Coupling distance. Recall that the coupling distance between two probability measures ${\eta_1,\eta_2}$ on ${\mathbb{C}}$ with finite second moment is defined by

$d(\eta_1,\eta_2):=\inf\sqrt{\mathbb{E}(|X_1-X_2|^2)}$

where the infimum runs over the set of couple of random variables ${(X_1,X_2)}$ on ${\mathbb{C}\times\mathbb{C}}$ with ${X_1\sim\eta_1}$ and ${X_2\sim\eta_2}$. In the case where ${\eta_1=\frac{1}{n}\sum_{i=1}^n\delta_{a_i}}$ and ${\eta_2=\frac{1}{n}\sum_{i=1}^n\delta_{b_i}}$ where ${(a_i)_{1\leq i\leq n}}$ and ${(b_i)_{1\leq i\leq n}}$ are sequences in ${\mathbb{C}}$, we have, using the Birkhoff and von Neuman theorem on doubly stochastic matrices,

$d(\eta_1,\eta_2)^2= \frac{1}{n}\min_{\pi\in\Pi}\sum_{i=1}^n\left|a_i-b_{\pi(i)}\right|^2.$

This allows to rewrite the Hoffman-Wielandt inequality as

$nd^2(\mu_A,\mu_B)\leq \left\Vert A-B\right\Vert^2$

where

$\mu_A:=\frac{1}{n}\sum_{i=1}^n\delta_{\lambda_i(A)} \quad\text{and}\quad \mu_B:=\frac{1}{n}\sum_{i=1}^n\delta_{\lambda_i(B)}.$

Note that if ${(a_i)_{1\leq i\leq n}}$ and ${(b_i)_{1\leq i\leq n}}$ are in ${\mathbb{R}}$ then

$\min_{\pi\in\Pi}\sum_{i=1}^n(a_i-b_{\pi(i)})^2 =\sum_{i=1}^n(a_{(i)}-b_{(i)})^2.$

where ${a_{(1)}\leq\cdots\leq a_{(n)}}$ and ${b_{(1)}\leq\cdots\leq b_{(n)}}$ are the monotone reordering of both sequences. To see it, we may assume that the first sequence is already ordered as ${a_1\leq\cdots\leq a_n}$, and we observe that if ${b_i>b_{i+1}}$ for some ${i}$, then

$\begin{array}{rcl} (a_i-b_i)^2+(a_{i+1}-b_{i+1})^2 &=&(a_i-b_{i+1})^2+(a_{i+1}-b_i)^2+2(b_i-b_{i+1})(a_{i+1}-a_i)\\ &\geq& (a_i-b_{i+1})^2+(a_{i+1}-b_i)^2, \end{array}$

which allows to reorder the second sequence by using successive transpositions.

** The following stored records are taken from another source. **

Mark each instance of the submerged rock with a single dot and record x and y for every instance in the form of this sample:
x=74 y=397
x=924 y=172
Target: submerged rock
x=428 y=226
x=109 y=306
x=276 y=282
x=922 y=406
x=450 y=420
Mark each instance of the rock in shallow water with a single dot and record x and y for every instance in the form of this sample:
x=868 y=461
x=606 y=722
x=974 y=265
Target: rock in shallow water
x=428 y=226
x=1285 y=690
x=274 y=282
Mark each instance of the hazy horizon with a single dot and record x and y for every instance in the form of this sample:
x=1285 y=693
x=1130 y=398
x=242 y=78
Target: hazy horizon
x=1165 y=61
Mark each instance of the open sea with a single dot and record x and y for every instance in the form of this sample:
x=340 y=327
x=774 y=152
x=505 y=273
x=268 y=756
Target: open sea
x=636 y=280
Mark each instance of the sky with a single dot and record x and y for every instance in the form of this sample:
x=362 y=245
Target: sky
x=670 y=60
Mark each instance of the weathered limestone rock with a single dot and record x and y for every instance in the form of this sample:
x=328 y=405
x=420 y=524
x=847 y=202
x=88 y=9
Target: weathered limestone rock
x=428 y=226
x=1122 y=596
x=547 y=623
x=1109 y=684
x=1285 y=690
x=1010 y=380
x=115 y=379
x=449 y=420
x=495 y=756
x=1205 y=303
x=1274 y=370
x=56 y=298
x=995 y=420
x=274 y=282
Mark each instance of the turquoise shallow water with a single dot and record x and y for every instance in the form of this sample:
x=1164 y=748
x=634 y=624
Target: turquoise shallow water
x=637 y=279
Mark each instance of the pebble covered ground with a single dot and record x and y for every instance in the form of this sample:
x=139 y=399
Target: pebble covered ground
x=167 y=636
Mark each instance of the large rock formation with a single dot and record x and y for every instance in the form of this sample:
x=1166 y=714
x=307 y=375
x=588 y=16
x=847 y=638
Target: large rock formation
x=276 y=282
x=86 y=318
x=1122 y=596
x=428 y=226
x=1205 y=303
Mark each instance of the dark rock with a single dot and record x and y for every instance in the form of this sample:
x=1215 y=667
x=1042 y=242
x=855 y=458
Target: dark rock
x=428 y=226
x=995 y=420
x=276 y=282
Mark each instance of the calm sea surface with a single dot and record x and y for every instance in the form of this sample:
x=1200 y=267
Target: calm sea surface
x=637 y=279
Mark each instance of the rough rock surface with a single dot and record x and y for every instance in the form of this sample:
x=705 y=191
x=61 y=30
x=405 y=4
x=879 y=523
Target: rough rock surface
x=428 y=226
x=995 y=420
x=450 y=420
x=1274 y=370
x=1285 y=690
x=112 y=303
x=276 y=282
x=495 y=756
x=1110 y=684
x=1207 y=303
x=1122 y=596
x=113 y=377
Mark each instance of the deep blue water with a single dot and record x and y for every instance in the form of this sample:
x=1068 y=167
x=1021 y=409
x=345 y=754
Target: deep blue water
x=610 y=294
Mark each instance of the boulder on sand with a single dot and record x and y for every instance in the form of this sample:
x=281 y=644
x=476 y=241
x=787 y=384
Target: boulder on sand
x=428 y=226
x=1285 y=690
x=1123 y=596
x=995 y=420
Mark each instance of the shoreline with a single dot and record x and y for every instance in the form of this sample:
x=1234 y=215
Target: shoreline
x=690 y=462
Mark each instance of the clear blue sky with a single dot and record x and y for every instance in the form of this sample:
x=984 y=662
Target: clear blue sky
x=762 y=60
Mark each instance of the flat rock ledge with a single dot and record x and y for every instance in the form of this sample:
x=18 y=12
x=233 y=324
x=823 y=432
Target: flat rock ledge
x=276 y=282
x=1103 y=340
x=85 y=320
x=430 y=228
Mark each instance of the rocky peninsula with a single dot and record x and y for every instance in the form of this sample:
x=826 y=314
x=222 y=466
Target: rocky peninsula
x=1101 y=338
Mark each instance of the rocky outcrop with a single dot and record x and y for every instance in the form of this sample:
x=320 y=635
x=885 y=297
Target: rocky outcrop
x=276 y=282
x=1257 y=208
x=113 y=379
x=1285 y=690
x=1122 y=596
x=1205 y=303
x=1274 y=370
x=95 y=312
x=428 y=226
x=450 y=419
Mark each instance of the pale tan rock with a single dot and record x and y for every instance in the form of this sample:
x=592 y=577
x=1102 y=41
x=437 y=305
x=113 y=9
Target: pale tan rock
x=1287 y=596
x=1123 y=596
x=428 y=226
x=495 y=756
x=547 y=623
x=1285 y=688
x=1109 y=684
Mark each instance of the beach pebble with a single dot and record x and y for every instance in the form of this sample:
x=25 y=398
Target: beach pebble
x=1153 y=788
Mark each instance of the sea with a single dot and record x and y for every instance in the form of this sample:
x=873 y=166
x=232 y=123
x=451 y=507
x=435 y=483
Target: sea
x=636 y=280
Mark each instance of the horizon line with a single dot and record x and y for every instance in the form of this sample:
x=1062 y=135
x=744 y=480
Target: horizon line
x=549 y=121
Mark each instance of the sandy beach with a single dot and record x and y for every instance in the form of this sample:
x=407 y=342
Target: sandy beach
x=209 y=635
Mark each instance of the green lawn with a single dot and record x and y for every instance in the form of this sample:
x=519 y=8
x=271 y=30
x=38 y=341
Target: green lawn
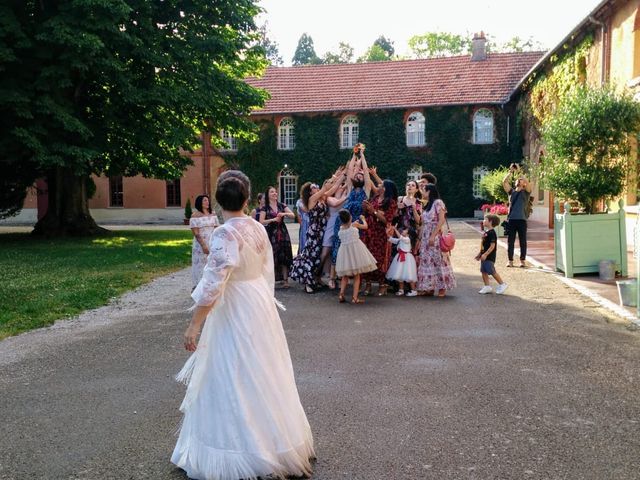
x=42 y=280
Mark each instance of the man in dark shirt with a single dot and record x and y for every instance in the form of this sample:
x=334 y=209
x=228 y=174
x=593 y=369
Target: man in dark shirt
x=517 y=218
x=487 y=256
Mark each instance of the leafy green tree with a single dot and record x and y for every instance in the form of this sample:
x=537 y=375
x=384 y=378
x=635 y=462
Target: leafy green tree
x=439 y=44
x=491 y=185
x=305 y=53
x=517 y=44
x=374 y=54
x=344 y=54
x=386 y=45
x=587 y=145
x=271 y=51
x=122 y=87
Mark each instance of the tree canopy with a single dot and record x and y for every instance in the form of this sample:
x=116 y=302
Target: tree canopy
x=588 y=145
x=305 y=53
x=271 y=51
x=445 y=44
x=117 y=88
x=344 y=54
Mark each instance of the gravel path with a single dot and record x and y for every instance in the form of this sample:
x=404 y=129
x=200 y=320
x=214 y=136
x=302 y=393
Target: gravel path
x=538 y=384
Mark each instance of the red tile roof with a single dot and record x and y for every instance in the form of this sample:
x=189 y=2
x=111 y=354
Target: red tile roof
x=394 y=84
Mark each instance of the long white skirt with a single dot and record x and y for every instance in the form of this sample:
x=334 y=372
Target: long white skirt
x=242 y=413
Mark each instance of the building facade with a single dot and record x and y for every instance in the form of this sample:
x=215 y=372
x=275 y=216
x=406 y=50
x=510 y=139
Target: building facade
x=603 y=49
x=452 y=116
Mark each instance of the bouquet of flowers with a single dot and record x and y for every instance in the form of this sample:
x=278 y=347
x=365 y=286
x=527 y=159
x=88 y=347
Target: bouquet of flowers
x=496 y=209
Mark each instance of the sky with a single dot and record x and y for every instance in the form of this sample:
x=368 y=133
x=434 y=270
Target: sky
x=361 y=22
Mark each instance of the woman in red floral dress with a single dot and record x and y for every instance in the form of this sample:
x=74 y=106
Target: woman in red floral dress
x=380 y=212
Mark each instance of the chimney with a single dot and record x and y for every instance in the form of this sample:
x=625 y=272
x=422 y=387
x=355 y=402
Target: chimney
x=479 y=47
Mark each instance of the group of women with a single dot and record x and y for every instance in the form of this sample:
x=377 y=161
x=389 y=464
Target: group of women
x=242 y=413
x=360 y=190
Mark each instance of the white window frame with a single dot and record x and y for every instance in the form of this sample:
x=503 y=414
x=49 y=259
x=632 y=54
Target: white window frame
x=288 y=187
x=415 y=130
x=349 y=129
x=414 y=173
x=483 y=127
x=230 y=140
x=286 y=134
x=478 y=174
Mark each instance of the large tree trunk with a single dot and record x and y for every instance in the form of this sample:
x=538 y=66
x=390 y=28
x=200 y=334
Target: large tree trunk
x=68 y=212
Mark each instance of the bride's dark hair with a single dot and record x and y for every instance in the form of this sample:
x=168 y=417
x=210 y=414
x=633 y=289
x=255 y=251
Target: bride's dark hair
x=232 y=190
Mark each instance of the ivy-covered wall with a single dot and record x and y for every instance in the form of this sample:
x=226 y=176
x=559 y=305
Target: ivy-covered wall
x=449 y=154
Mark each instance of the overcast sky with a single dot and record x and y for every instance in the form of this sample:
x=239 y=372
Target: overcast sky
x=360 y=22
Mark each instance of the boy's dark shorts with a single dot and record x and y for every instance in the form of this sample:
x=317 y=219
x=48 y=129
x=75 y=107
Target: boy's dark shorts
x=487 y=267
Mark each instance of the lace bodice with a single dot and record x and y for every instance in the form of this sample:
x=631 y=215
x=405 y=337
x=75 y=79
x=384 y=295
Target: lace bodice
x=206 y=221
x=239 y=251
x=348 y=235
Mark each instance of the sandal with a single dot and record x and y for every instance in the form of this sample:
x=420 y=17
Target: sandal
x=382 y=291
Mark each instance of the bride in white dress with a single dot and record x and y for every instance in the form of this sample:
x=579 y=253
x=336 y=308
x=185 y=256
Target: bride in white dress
x=242 y=413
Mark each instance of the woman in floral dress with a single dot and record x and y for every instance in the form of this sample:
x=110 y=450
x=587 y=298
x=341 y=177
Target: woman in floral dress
x=202 y=223
x=434 y=272
x=306 y=265
x=409 y=213
x=272 y=217
x=380 y=212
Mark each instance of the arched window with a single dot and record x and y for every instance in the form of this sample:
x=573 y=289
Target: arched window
x=478 y=174
x=229 y=140
x=349 y=132
x=415 y=130
x=286 y=135
x=288 y=186
x=483 y=126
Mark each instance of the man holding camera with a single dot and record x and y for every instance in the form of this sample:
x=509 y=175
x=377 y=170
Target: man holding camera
x=517 y=218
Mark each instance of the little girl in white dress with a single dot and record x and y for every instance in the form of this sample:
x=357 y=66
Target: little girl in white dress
x=354 y=258
x=403 y=268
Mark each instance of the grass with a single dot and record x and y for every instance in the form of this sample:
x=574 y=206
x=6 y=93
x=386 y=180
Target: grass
x=43 y=280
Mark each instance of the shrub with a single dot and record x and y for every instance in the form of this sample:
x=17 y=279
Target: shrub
x=491 y=185
x=587 y=146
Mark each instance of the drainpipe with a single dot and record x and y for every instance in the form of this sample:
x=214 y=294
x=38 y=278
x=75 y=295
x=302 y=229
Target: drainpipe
x=603 y=67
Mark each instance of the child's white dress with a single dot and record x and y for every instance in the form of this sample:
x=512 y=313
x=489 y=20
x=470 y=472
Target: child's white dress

Note. Helmut Wielandt (1910 – 2001) devoted his doctoral thesis and habilitation to permutation groups. He has a book on finite permutation groups. From 1941 he did research on meteorology, cryptology and aerodynamics. In 1942 he was attached to the Kaiser Wilhelm Institute and the Aerodynamics Research Institute at Göttingen. He said “… I had to work on vibration problems. I am indebted to that time for valuable discoveries: on the one hand the applicability of abstract tools to the solution of concrete problems, on the other hand, the – for a pure mathematician – unexpected difficulty and unaccustomed responsibility of numerical evaluation. It was a matter of estimating eigenvalues of non-self-adjoint differential equations and matrices.” Source: MacTutor.

Note. Alan Hoffman (1924 – ) is also famous for the Hoffman-Singleton graph.

One Comment

1. Minghua 2013-01-09

I’d like to know something about analogous result for trace norm or Schattern p norm.